The state’s numbers have shifted multiple times in the last few days, first due to a mistake by the Oregon Health Authority after inadvertently lumping those under age 16 who had received a dose of a vaccine into the 16-19 age range. Now, the numbers have shifted again in the county’s favor.
“Preliminary data posted by the Oregon Health Authority on Monday did not include federal vaccine doses administered in counties,” a statement read.
It was those doses that pushed Washington County into the green. The current statistics displayed by the OHA do not include the federal doses, and show the county still at 64.3% as of Tuesday morning.
Each of the five counties moving to Lower Risk also submitted equity plans to the state to address vaccination gaps in ethnic and minority groups.
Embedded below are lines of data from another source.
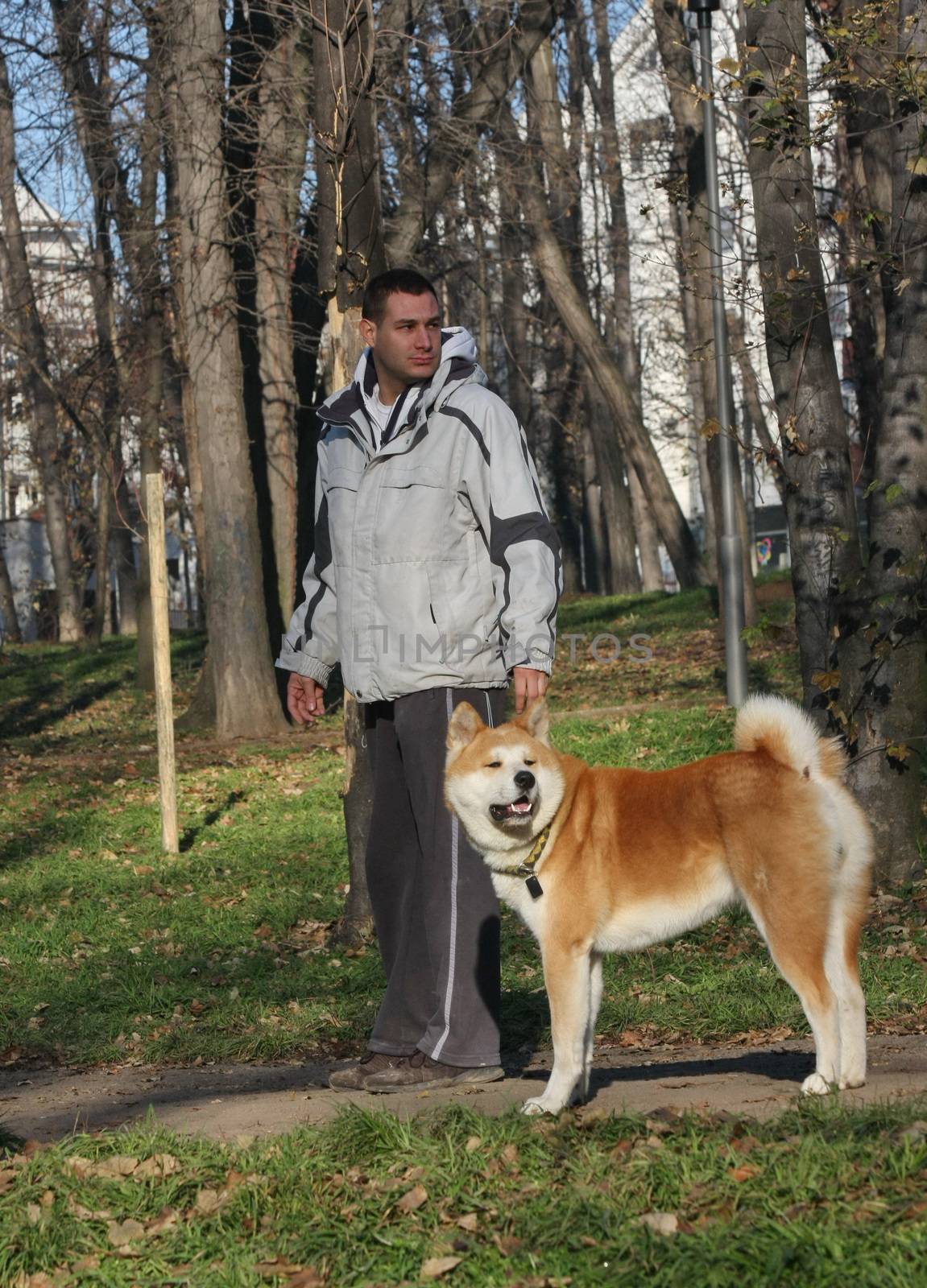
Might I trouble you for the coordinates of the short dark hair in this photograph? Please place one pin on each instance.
(392, 283)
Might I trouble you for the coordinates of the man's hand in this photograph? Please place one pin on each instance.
(529, 684)
(304, 699)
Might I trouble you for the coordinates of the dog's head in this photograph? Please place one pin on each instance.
(503, 783)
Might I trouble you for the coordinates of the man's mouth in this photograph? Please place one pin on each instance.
(513, 809)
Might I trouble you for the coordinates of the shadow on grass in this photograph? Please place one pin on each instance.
(766, 1063)
(16, 724)
(209, 819)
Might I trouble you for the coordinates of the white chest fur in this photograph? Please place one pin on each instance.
(515, 893)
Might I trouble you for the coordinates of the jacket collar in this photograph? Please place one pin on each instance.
(349, 406)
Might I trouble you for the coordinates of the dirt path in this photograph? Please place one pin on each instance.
(229, 1101)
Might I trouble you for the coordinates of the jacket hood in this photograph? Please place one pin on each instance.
(458, 365)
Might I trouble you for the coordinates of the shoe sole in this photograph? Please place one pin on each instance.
(472, 1079)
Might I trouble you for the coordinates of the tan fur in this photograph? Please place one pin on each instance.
(639, 857)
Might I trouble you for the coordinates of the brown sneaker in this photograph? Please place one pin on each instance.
(355, 1077)
(420, 1071)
The county’s plan to address equity gaps
“This plan outlines Washington County’s efforts to address the vaccination equity gap among communities of color and other underserved community members. We are committed to continuing and adjusting these efforts until we close the gap,” the opening statement of Washington County’s state-required plan reads.
The ten-page document outlines how the county plans to and has been tackling the lower rate of vaccine adoption for several minority and ethnic groups. Native Hawaiian/Pacific Islander residents have the highest rate of vaccination at 55.1%, followed by Asian residents at 49.5%, white residents at 46.9%, American Indian/Alaska Native residents at 46.2%, Hispanic/Latinx residents at 33.3%, and Black residents at 31.7%, according to data compiled May 18 from the OHA.